Introduction
Adieu, beau quartier des Marais,
C’est avecque mille regrets
Qu’une très pressante besoigne,
Pour quelques temps m’éloigne..
Adieu, belle place où n’habite
Que mainte personne d’élite…
Paul Scarron, Les Adieux au Marais
Le poète Paul Scarron, auteur de sonnets, vers et pamphlets habita le quartier du Marais, non loin de la Place Royale (actuelle place des Vosges) en compagnie de sa jeune épouse Françoise d’Aubigné, future Madame de Maintenon… Ce poète dont l’esprit et l’humour divertit si bien la Cour devait souvent quitter son domicile du 56, rue de Turenne, afin de faire des cures pour soulager ses rhumatismes déformants.

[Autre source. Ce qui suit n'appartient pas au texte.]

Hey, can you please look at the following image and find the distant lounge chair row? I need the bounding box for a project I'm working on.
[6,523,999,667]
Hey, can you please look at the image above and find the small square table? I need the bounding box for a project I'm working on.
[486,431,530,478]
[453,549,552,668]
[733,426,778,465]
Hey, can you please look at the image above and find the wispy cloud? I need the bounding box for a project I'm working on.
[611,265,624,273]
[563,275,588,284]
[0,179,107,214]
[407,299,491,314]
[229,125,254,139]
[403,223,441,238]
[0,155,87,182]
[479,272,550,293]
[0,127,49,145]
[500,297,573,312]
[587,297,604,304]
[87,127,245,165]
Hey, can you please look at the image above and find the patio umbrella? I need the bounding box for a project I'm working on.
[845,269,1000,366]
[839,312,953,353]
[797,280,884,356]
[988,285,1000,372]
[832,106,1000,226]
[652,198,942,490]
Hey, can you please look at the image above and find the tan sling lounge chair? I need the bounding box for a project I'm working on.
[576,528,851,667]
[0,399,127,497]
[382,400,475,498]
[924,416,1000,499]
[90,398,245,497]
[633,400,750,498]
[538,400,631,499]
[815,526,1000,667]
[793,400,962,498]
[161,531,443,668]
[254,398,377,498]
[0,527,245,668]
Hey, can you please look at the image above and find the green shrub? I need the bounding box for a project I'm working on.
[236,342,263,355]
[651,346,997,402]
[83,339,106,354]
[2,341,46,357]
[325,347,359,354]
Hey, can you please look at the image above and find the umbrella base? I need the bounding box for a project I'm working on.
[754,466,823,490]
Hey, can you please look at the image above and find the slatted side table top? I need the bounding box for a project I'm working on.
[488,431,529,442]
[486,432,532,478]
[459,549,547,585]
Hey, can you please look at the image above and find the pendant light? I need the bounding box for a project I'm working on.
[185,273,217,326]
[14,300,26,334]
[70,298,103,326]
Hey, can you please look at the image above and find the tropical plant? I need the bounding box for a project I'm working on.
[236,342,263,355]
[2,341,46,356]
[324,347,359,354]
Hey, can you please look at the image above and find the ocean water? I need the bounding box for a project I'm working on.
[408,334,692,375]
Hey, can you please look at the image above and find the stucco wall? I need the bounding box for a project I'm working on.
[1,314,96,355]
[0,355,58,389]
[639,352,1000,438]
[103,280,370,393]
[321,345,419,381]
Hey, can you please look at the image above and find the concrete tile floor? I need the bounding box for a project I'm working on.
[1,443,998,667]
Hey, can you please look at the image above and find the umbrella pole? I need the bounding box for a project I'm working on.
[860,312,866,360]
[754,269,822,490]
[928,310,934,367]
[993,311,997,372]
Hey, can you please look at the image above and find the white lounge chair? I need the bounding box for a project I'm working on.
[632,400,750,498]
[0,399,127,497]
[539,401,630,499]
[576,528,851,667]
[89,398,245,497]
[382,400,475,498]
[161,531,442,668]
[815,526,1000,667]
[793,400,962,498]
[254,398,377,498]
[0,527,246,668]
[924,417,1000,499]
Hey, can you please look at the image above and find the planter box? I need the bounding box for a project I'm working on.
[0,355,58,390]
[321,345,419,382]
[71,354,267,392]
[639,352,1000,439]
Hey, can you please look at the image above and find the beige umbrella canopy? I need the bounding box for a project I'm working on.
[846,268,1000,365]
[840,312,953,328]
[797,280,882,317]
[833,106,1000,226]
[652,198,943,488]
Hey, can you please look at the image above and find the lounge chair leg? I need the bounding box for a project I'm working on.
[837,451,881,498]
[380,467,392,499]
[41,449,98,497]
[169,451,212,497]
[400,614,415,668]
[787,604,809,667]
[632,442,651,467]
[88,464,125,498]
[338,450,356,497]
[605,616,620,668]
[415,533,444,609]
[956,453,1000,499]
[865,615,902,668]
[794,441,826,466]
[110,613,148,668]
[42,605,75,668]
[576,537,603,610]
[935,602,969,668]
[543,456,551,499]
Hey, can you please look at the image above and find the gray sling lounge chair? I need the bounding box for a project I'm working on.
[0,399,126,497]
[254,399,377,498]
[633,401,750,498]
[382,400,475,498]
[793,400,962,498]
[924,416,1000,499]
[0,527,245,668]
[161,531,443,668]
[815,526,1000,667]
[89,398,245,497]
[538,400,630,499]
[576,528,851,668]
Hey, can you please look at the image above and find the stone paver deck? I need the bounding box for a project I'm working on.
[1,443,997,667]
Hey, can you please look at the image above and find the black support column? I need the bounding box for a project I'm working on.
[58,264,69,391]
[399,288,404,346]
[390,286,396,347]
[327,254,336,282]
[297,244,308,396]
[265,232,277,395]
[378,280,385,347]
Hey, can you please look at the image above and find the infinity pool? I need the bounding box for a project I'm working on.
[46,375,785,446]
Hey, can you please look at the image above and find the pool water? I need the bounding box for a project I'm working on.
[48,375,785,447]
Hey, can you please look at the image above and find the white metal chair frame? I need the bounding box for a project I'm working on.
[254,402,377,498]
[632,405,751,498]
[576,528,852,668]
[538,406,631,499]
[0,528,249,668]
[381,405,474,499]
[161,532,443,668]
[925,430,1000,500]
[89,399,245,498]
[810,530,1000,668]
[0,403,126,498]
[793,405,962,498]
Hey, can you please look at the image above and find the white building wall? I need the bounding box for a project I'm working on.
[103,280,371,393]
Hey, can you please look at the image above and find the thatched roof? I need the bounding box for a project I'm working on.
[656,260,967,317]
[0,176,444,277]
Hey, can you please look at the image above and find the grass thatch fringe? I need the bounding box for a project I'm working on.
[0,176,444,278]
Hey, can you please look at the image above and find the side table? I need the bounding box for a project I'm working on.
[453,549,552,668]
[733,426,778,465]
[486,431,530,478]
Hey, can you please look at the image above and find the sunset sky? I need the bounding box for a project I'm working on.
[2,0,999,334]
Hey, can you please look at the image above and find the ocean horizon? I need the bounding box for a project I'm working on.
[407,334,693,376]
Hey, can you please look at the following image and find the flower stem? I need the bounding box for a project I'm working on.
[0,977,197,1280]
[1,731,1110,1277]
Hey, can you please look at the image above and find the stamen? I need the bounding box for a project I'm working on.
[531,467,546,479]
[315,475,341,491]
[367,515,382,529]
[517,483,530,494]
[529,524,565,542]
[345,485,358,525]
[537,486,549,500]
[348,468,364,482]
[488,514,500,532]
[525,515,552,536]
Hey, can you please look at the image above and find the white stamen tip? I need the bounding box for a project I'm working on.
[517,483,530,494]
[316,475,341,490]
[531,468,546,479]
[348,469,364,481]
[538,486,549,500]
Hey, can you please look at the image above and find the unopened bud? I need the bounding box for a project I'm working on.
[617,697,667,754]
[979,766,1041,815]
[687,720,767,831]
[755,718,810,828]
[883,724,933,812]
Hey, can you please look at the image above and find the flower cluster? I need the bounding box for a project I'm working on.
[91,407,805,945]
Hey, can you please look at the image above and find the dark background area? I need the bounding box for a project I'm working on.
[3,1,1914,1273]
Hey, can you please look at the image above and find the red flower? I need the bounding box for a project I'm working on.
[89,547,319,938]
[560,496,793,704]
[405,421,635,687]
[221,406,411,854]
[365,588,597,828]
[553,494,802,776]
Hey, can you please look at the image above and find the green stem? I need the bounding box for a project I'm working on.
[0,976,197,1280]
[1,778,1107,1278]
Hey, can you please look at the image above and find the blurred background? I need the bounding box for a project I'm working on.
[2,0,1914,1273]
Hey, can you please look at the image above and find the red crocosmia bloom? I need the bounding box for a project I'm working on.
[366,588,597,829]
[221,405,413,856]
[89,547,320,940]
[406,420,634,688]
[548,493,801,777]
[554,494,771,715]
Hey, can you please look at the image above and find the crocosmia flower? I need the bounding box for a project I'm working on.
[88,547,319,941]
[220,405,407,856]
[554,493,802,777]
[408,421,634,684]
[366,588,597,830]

J’aimerais aujourd’hui vous faire découvrir ce quartier, l’un des plus vieux de Paris; il concentre le souvenir de ce temps où les personnes issues de la noblesse, surtout de robe, eurent le désir et la possibilité de se faire bâtir de somptueuses demeures, parfois de véritables palais… Le phénomène toucha ainsi les bourgeois très aisés, pour qui il était prestigieux d’avoir pignon sur rue non loin de la Place Royale, ou des hôtels de Sens ou de Sully. Il leur était possible ensuite de louer leur bien aux nobles qui aimaient résider ici, loin des puanteurs du centre ancien… Mais aussi, il était très pratique pour cette noblesse parlementaire de résider non loin de l’ile de la Cité et de son palais de Justice. Notons que les jours de gloire de ce quartier se situent au XVIIe siècle, avant de connaître à partir du XIXe siècle un certain déclin.
Existe-t-il une typologie de l’hôtel particulier parisien ? Comme nous le dit Alexandre Gady, historien de l’art et commissaire de l’exposition « L’hôtel particulier, une ambition parisienne » (Cité de l’architecture, 5/10/2011-19/02/2012) dans laquelle de nombreux documents sur le sujet ont été présentés au public, il n’est pas si simple de la définir.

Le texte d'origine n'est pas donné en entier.